Step away from the AI fanfare and focus on software reliability


Here is a challenge for you: go to any popular technology trade show and attempt to escape the talk tracks that focus on AI. AI is still very much en vogue, the zeitgeist that promises to be the cornerstone of the technical defining moments of this decade. 

However, while AI is undoubtedly going to change everything, in some ways it is simply the poster child for code that executes more intelligently than it did before. My favourite (tongue-in-cheek) definition of AI is anything that computers can do well today that they couldn’t do ten years ago. Decades ago that was playing chess; today it’s playing Go or driving a car.

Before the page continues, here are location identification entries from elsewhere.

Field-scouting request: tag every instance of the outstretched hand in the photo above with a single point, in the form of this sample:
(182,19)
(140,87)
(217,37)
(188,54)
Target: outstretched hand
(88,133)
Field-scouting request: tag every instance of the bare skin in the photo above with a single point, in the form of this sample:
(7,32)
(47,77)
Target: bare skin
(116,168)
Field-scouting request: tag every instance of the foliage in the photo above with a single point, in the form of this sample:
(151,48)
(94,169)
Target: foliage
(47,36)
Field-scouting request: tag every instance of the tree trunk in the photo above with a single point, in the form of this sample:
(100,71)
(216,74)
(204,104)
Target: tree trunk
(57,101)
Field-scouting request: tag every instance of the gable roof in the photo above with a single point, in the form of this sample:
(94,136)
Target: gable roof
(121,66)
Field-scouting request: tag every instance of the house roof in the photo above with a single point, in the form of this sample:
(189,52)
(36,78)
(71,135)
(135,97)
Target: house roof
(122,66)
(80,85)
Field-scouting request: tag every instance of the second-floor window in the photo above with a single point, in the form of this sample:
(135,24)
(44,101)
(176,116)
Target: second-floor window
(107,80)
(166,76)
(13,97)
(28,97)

The user scenarios demonstrated at the tech shows are still a pipe dream for many developers. Examples of AI systems in Tesla’s automated cars and Google’s Deep Mind AlphaGo which beat the world champion of Go, are complex intelligent systems far from the everyday ones that typical engineering teams deal with. It’s a bit like teenage sex – everyone is talking about it but few are doing it.

AI threat to jobs

When AI is not heralded as the next new imperative, it is vilified as being the grim reaper set to destroy humanity, or at least to steal our jobs. Since the Industrial Revolution, automation has progressively replaced workforces, from the Jacquard Loom and agricultural mechanisation to automated supermarket checkouts and online accounting software. In reality, nearly all business applications created today are still based on traditional software. When it comes to jobs, humans will continue to work alongside automated systems, roles will evolve to account for the management of new, complex systems and human decision-making will go hand and hand with their development.

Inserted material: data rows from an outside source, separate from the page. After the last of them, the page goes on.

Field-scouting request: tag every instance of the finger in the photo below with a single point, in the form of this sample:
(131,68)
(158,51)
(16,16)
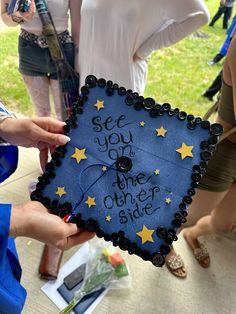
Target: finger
(78,239)
(43,158)
(49,124)
(49,138)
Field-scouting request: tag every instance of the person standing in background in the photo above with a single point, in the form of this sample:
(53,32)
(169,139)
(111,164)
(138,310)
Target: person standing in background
(226,8)
(35,63)
(117,37)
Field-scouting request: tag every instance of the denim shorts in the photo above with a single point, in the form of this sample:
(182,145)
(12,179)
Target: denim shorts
(37,61)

While many senior software engineers within tech companies are charged by the executive team to “implement AI”, they are all still dealing with business applications based on conventional software. In a world where about 95 percent of ATM transactions use COBOL, and at a time when a range of products remain built on decades-old code, AI headlines distract from the real software reliability issues at play.

(Image: © Image Credit: Geralt / Pixabay)

Laying the foundation for a successful AI deployment

AI, like any traditional business system or application, needs a robust foundation. Before being able to come to grips with creating complex applications, engineers need to address immediate software reliability issues, first. Nearly all software ships with undiagnosed bugs that may turn into serious production incidents, resulting in client churn and burning hours of engineering resource later down the line. It would be foolish to ignore the promise - and the threats - heralded by AI; it is equally foolish to ignore the problems and risks from the unreliability of today’s “regular” software.

Commercial pressures mean that software development managers and their teams have to make trade-offs between code quality and the pressure to ship new product features. The Economist writes that some of the neatest software ever written – by NASA’s Software Assurance Technology Centre – carried 0.1 errors per 1,000 lines of source code. Most software has a reliability of many orders of magnitude lower than that. Tricentis, a testing platform vendor, highlighted this problem in their January 2018 Software Fail Watch report.  It analysed 606 software failures and found that over 3.6 billion people had been affected by these software problems, resulting in $1.7 trillion in lost revenue to software vendors.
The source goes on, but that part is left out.